5.4 O ESPAÇO URBANO E SUA DINÂMICA, LARANJEIRAS E AS
TRANSFORMAÇÕES RECENTES DO ESPAÇO DE SERRA...

No item anterior pôde-se observar que nos últimos anos, notadamente, a partir de
2000, as atividades terciárias em Laranjeiras tomaram uma nova dimensão, em
função da chegada de lojas de redes, de bancos, de financeiras e, especialmente,
do Shopping. Por que Laranjeiras nesses últimos anos tornou-se tão atrativo para
essas atividades econômicas, a ponto de transformar a paisagem deste bairro, bem
como a sua função no espaço urbano de Serra? E quais são os impactos
observáveis dessas mudanças no entorno do bairro?
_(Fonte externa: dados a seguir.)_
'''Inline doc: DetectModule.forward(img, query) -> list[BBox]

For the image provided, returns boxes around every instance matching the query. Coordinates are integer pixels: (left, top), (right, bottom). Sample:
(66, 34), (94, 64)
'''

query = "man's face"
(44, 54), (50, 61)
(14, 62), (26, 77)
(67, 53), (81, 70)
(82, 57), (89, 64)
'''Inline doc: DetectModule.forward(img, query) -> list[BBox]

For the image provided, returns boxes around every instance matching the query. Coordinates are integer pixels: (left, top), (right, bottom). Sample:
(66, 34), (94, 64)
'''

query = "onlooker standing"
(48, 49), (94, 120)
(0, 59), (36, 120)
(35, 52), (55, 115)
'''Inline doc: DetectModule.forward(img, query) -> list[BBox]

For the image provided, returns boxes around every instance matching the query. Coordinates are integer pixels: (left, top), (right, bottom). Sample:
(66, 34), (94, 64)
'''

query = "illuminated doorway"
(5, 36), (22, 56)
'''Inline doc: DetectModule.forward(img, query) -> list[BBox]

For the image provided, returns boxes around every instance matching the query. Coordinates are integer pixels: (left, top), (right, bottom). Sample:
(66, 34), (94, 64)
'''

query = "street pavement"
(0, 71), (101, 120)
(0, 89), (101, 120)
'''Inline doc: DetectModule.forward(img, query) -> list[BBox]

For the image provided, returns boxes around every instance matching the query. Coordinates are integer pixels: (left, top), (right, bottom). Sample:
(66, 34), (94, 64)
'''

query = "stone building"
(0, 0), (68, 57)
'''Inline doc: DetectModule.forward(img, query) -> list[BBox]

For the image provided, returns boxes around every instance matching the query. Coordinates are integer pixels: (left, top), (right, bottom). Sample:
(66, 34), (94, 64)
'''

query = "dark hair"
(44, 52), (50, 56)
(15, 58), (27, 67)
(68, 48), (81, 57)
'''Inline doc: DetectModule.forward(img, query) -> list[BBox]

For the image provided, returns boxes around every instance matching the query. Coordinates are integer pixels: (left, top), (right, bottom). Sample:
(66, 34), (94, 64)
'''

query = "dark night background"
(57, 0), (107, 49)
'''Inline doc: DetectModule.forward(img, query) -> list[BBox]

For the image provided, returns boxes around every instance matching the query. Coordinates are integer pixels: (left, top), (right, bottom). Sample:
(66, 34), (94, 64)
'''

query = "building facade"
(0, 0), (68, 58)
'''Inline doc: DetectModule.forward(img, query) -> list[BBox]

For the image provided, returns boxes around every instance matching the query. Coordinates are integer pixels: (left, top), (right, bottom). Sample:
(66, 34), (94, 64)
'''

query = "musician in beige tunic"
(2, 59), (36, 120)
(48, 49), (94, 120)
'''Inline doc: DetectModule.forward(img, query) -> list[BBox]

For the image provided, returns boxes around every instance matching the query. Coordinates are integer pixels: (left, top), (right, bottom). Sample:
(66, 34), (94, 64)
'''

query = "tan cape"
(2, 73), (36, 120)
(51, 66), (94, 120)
Pôde-se observar, no item 5.2, que no decorrer da década de 1990, Laranjeiras
conheceu um importante impulso no que se refere ao desenvolvimento das
atividades terciárias. E também se viu que este crescimento está associado,
especialmente, a acessibilidade que este bairro ganhou no início da década de
1990, em função da estruturação do transporte coletivo na Grande Vitória e, além
disso, tal fato foi potencializado pelo crescimento da população do município no
período.
Neste sentido, este impulso inicial das atividades terciárias em Laranjeiras,
comandado, sobretudo, por agentes locais, foi extremamente importante para a
consolidação deste bairro enquanto subcentro terciário. Essa primeira fase foi
responsável pela formação do threshod ou mercado mínimo (COLBY apud
CORRÊA, 1997) que, por sua vez, atraiu para esse bairro as lojas maiores e o
shopping. Em outras palavras, Laranjeiras tornou-se atrativo para frações do capital
que extrapolam a alçada local, como resultado tem-se a produção de novas formas,
a partir da transformação da paisagem preexistente.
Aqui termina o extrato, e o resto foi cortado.